Haldane held many national roles during his career. In 1915 he was set to join a Liberal/Conservative coalition government engaged in the First World War. Having had an integral part in the reform of the British Armed Forces, and a detailed knowledge – gained through contacts in Germany – of opposition preparations he would have seemed an ideal candidate to play a leading role in supporting the war effort.
But his Germany “sympathies” (with his academic and educational preferences a key part of this supposition) led to sustained attacks in the popular press. Lord Harmsworth – who at the time owned The Times and the Daily Mail, and was once described as having done (next to the Kaiser) “more than any living man to bring about the war” – was particularly scathing on these issues, sparking a popular letter-writing campaign.

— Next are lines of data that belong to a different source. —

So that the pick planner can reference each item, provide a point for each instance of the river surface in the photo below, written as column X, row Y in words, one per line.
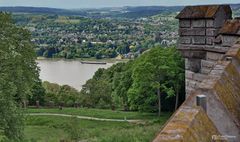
column 68, row 72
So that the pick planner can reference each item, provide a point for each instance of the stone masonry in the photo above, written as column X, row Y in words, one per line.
column 203, row 40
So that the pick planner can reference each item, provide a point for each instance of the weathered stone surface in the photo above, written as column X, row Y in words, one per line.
column 189, row 74
column 209, row 40
column 193, row 54
column 199, row 23
column 211, row 32
column 185, row 23
column 213, row 56
column 185, row 40
column 205, row 71
column 199, row 40
column 192, row 32
column 186, row 121
column 209, row 23
column 229, row 40
column 199, row 77
column 207, row 64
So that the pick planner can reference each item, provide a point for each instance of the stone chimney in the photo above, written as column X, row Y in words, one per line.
column 198, row 28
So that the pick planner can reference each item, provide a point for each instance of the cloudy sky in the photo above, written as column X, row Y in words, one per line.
column 69, row 4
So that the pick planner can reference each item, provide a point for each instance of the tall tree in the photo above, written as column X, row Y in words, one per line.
column 18, row 72
column 152, row 77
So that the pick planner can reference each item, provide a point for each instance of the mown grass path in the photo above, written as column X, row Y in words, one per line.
column 85, row 117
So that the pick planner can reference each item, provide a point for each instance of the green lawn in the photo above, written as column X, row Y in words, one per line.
column 100, row 113
column 54, row 128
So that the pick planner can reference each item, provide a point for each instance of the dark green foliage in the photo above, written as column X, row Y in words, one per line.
column 60, row 95
column 138, row 84
column 18, row 72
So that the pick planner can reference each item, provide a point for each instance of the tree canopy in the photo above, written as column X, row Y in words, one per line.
column 142, row 84
column 18, row 73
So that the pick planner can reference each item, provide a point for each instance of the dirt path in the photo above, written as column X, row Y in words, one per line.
column 86, row 117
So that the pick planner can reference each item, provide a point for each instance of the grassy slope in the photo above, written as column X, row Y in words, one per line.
column 100, row 113
column 51, row 128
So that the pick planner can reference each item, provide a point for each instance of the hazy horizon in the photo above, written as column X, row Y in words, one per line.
column 78, row 4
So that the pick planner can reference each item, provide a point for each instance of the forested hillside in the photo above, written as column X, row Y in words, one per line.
column 18, row 75
column 152, row 82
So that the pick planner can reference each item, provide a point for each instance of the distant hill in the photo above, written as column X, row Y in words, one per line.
column 118, row 12
column 42, row 10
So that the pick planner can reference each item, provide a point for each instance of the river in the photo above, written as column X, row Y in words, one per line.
column 68, row 72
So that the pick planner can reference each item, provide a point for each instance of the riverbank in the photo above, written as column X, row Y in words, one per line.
column 107, row 60
column 56, row 128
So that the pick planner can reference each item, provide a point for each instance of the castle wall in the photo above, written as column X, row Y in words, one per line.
column 222, row 89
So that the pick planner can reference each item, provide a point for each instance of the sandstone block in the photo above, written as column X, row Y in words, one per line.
column 207, row 64
column 199, row 77
column 198, row 23
column 209, row 23
column 185, row 23
column 199, row 40
column 209, row 40
column 189, row 74
column 211, row 32
column 213, row 56
column 185, row 40
column 205, row 70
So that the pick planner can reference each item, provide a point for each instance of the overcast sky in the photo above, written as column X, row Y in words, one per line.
column 69, row 4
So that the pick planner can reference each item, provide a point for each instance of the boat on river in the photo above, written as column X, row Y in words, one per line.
column 92, row 62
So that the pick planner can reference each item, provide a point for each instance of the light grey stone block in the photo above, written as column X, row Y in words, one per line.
column 213, row 56
column 185, row 23
column 199, row 23
column 199, row 40
column 185, row 40
column 211, row 32
column 209, row 40
column 202, row 101
column 209, row 23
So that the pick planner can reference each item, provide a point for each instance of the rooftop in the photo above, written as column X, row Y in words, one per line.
column 204, row 11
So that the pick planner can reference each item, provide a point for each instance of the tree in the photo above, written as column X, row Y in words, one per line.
column 152, row 77
column 18, row 72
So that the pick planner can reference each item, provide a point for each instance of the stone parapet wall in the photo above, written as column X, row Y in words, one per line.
column 222, row 117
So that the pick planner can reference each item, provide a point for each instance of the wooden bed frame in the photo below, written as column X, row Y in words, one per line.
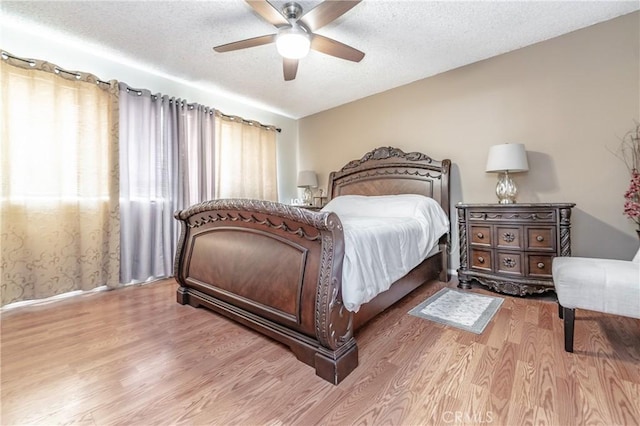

Reflecting on this in his autobiography, Haldane notes:
Looking back, I can find nothing but advantage in the extent to which I acquired something of an international mind. There came to me more knowledge than I could otherwise have acquired, and also more courage
But he concluded:
I had gone to Germany too often and had read her literature too much, not to give ground to narrow-minded people to say that Germany was my spiritual home
This popular feeling meant that Haldane had to resign as Lord Chancellor in order for the coalition to be formed and so unable to contribute directly to the war effort. That said, his previous organisational efforts were appreciated – none less than Haig described him as “the greatest Secretary of State for War England ever had”.
His international outlook and interest in the advancement of knowledge stood as a black mark against him in a time where the press was stirring up a nationalist mood, and the country appeared to have had enough of experts. Today the sector he helped found occasionally finds itself at odds with popular sentiment too.
But like Haldane, British universities have laid the foundations of civic society as we know it. Even in difficult times, the structures put in place can support the country in the absence of competent leadership. Although Haldane faced abuse and disdain as he was forced to sit out the war, one that he tried to avoid and then readied a chaotic nation for, he never lost sight of the central place that research and education needs to play in civic society.
This is fascinating thank you, and the Hegel reference has sent me down a Haldane family tree/wikipedia rabbit hole. Looks like it was his sister (Elizabeth) who translated Hegel (as well?) whilst he did the Schopenhauer. Elizabeth was an important suffragist. His brother John Scott was a pioneering physiologist who experimented on his own son (famous Marxist scientist) John Burden Sanderson Haldane. I would like to have witnessed their family gatherings.